Our study demonstrates the feasibility of measuring p‐tau217 using the fully automated Lumipulse platform. Nonetheless, some limitations should be acknowledged. The relatively small size of certain subgroups (e.g., OND) and the absence of an independent validation cohort warrant caution in generalizing the proposed approach. Further multicenter and longitudinal studies are needed to confirm these findings, define prognostic performance, and optimize the integration of p‐tau217 into diagnostic and therapeutic decision‐making. Additionally, incomplete availability of certain data (e.g., APOE) may have underpowered specific comparisons. FDG‐PET was not available for all patients, and amyloid PET was not included in our clinical workflow. Although amyloid PET is regarded as an in vivo gold standard for validating biomarkers of brain amyloidosis, its use in European memory clinics remains limited, largely due to reimbursement constraints. By contrast, FDG‐PET is still more widely employed and, according to European consensus recommendations for MCI and early dementia, represents the preferred option when CSF biomarkers are inconclusive, particularly to support differential diagnosis among non‐AD etiologies. 3 The role of plasma biomarkers to support the differential diagnosis was indeed one of the aims of the present study. A further limitation is that plasma biomarkers were analyzed in a single measurement rather than prospectively, which could have reduced the analytical variability and may not fully reflect routine clinical implementation, where measurements are performed continuously. An additional limitation is that body mass index and other metabolic variables were not systematically collected, precluding assessment of the potential influence of obesity and metabolic factors on plasma biomarker levels. Finally, as diagnostic testing followed an indication‐driven approach, and despite the consecutive enrollment of participants, selection bias cannot be excluded.

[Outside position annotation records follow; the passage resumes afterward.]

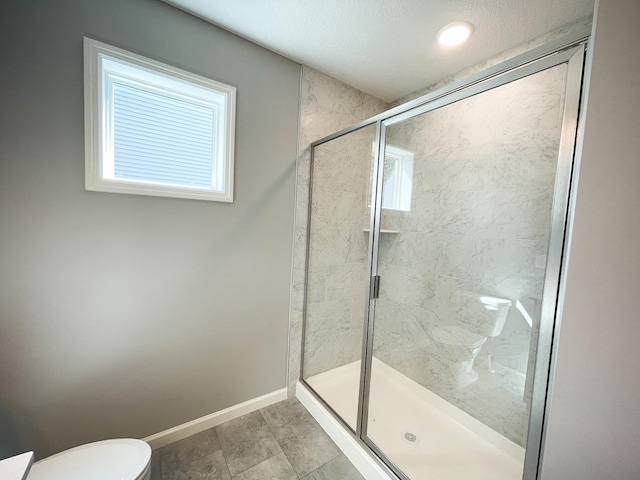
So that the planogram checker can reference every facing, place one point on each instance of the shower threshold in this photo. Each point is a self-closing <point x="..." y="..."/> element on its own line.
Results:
<point x="423" y="434"/>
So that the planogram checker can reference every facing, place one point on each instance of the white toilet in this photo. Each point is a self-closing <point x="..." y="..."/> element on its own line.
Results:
<point x="121" y="459"/>
<point x="459" y="344"/>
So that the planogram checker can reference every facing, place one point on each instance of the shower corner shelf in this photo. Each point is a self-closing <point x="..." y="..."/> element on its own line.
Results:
<point x="366" y="230"/>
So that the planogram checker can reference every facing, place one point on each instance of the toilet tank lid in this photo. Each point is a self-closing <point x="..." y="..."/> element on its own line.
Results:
<point x="121" y="459"/>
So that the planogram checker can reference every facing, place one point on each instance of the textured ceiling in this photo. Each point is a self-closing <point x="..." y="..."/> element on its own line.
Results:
<point x="386" y="47"/>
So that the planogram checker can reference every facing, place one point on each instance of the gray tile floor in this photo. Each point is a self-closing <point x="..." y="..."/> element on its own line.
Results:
<point x="279" y="442"/>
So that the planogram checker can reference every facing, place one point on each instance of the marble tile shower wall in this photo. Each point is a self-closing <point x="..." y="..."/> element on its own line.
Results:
<point x="484" y="170"/>
<point x="326" y="106"/>
<point x="338" y="252"/>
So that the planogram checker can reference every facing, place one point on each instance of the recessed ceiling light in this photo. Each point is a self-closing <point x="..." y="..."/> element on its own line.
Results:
<point x="454" y="34"/>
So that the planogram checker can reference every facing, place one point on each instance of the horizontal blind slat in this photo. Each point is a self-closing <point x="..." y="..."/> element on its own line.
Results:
<point x="162" y="138"/>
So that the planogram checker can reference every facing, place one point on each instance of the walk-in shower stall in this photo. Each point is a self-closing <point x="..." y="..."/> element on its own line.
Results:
<point x="434" y="260"/>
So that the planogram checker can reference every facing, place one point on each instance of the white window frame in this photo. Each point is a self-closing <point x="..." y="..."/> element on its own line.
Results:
<point x="104" y="62"/>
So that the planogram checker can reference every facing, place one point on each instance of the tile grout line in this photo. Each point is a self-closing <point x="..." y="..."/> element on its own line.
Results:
<point x="278" y="442"/>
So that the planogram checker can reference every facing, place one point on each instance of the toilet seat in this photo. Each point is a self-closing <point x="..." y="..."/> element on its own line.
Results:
<point x="121" y="459"/>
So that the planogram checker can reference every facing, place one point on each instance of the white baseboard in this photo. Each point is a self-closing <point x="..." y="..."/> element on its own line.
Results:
<point x="201" y="424"/>
<point x="366" y="465"/>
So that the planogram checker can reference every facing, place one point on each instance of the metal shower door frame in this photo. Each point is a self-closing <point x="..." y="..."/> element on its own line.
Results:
<point x="563" y="51"/>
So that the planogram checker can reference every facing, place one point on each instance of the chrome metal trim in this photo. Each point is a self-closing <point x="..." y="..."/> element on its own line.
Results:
<point x="374" y="221"/>
<point x="481" y="87"/>
<point x="549" y="56"/>
<point x="306" y="265"/>
<point x="533" y="55"/>
<point x="549" y="324"/>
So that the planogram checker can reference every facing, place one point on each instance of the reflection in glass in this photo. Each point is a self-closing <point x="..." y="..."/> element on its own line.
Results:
<point x="338" y="270"/>
<point x="461" y="283"/>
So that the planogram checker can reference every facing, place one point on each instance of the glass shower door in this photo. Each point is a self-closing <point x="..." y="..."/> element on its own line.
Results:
<point x="465" y="222"/>
<point x="338" y="269"/>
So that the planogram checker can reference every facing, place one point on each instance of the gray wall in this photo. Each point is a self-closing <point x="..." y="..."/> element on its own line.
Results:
<point x="594" y="424"/>
<point x="124" y="315"/>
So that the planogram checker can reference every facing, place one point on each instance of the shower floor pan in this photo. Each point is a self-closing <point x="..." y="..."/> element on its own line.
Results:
<point x="423" y="434"/>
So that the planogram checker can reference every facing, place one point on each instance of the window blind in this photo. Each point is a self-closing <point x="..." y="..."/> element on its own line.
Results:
<point x="161" y="138"/>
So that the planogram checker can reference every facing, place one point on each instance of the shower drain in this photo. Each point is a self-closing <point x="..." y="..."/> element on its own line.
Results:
<point x="410" y="438"/>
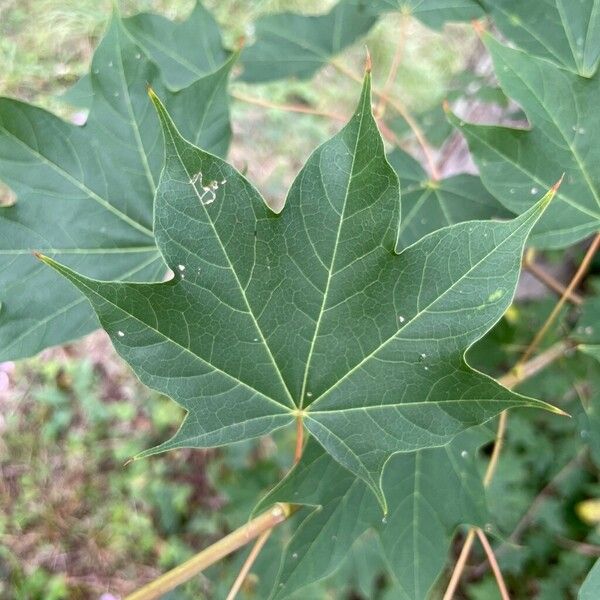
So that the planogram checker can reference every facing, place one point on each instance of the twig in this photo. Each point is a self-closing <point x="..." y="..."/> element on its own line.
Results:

In conclusion, our study demonstrates that plasma p‐tau217, measured with a fully automated and widely accessible platform, is a highly informative and clinically relevant biomarker for AD in a real‐world memory‐clinic cohort. By validating its diagnostic performance in an unselected population and introducing a dual cut‐off strategy, we confirm its accuracy and provide a practical, data‐driven framework for clinical implementation. This approach illustrates how plasma p‐tau217 can enhance diagnostic precision and reduce reliance on relatively invasive or costly procedures, supporting its integration into routine workflows and paving the way for earlier diagnosis and informed therapeutic decision‐making in the era of disease‐modifying treatments.

AUTHOR CONTRIBUTIONS

G.B., F.R., and E.R. designed and conceptualized the study. G.B. and F.R. played a major role in the acquisition of data, analyzed and interpreted the data, and drafted the manuscript. A.M.C. analyzed and interpreted the data. S.B., L.B., E.M.P., A.C., S.L., G.G., M.Z., and A.L. had a role in the acquisition of data. G.M., S.M., and I.R. supervised the study. All authors contributed to drafting and reviewing the manuscript.

CONFLICT OF INTEREST STATEMENT

S. Morbelli received speaker honoraria from GE healthcare, Eli Lilly, Eisai, Life Molecular Imaging, and Novartis. I. Rainero received speaker honoraria from Eli Lilly, Pfizer, and AbbVie. The remaining authors declare that they have no relevant financial interests in this manuscript. Author disclosures are available in the Supporting Information.

CONSENT STATEMENT

The study was approved by the local Ethics Committee (protocol number 0143406/2022) and conducted in accordance with the Declaration of Helsinki and Good Clinical Practice guidelines. Written informed consent was obtained from all participants.

Supporting information

Supporting information

DAD2-18-e70286-s002.docx (6.7MB, docx)

Supporting information

DAD2-18-e70286-s001.pdf (700.6KB, pdf)

ACKNOWLEDGMENTS

This study was supported by Associazione Italiana Ricerca Alzheimer Onlus (AirAlzh‐AGYR‐2023), P.I.: Fausto Roveta; Italian Ministry of the University (PRIN 2022 Prot. 2022WK7NHC), P.I.: Silvia Morbelli; Fondazione CRT (105128/2023.0366). P.I.: Elisa Rubino. Italian Ministry of the University, projects “Dipartimenti di Eccellenza 2023‐2027,” to the Department of Neuroscience “Rita Levi‐Montalcini,” University of Turin, Italy.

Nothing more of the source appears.